JamesB on July 20, 2011 at 10:50 am
Change that to : Compulsary pre-nups which would also be able to override the CSA would stop people going to court. That is the answer instead.
JamesB on July 20, 2011 at 12:35 pm
They would also solve all of the problems with the CSA. Like a magic wand and a solution to all these problems.
JamesB on July 20, 2011 at 12:35 pm
All divorce and CSA problems that is.
louise on August 2, 2011 at 8:10 pm
I have to say that the introduction of compulsory MIAM’s is as ham-fisted as the current government’s cuts in legal aid.
Aside from the obvious points about disclosure in AR matters, there is the issue of delay in contact proceedings. Any of us who spend time in court know that there are parents (usually, but not exclusively, mothers) who will flout court orders; who are intransigent- implacably hostile even.

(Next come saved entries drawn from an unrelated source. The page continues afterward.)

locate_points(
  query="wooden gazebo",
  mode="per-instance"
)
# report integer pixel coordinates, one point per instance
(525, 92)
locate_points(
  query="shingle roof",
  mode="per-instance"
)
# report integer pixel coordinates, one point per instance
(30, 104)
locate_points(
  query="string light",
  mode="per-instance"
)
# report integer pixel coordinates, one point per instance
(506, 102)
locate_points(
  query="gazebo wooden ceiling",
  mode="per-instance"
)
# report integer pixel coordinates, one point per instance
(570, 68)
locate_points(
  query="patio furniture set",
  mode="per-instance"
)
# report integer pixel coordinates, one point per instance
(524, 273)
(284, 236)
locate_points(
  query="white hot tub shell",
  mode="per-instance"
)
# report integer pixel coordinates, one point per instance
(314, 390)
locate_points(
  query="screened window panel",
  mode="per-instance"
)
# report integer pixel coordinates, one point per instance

There is little prospect of success in mediation in these cases which require robust, early intervention from the court and I suspect the new P.A.P. will simply result in greater delay and an even longer status quo of no contact for some parents. Time will tell.
It is also apparent that there are simply not enough trained mediators (let alone mediators with legal knowledge) around to deal with this requirement.
I suspect that this will lead to more problems in high conflict cases and may even exacerbate some it is intended to alleviate.
Tulsa Divorce Attorneys on September 11, 2011 at 1:59 am
Mediation is not something that couples should ‘jump head first’ into – with a little bit of prep, and little bit of planning, mediation can be very successful.